On Tue, 2008-06-17 at 16:54 -0600, Grant Robinson wrote:
That makes things much clearer.  I am also sickened by this practice.
I grew up in an older home in Alpine, and on the way to my parents
house they have started a subdivision just like that.  Some of these
houses literally have no back yard.  That kind of thing is what I am
against.  I have no problem with homes that size, but I do have a
problem with homes that are out of proportion for the lot size (and
homes like that, in my mind, clearly are).  My only consolation is
that no one is buying those homes, so hopefully they will amend the
plan to make the homes smaller or the lots larger.

I wouldn't want to live in a house like that either, but I'm not certain
I see anything wrong with it. It's just a lot more urban than what's
traditionally been built around here. Think of the row houses in San
Francisco or Georgetown. People are certainly paying a pretty penny for
those and they're literally right next to each other. They're
essentially a jumbo apartment. It's not my cup of tea but it's a fact of
life for an area where land has become scarce and expensive.
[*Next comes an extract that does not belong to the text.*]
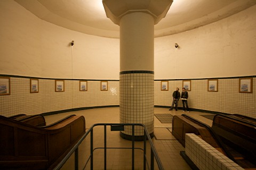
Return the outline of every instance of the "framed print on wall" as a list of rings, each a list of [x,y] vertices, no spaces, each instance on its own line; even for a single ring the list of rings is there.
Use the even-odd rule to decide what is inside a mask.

Those types of houses flow. There are a bunch of them together in an "urban" environment surrounded by other types of buildings that reinforce that flow. If you plopped those homes down in the middle of the average neighborhood in Utah, they would look ridiculous and out of place. Where they are, they look beautiful and classic and (in the case of the some of the Victorian ones) historic. It is all about the flow.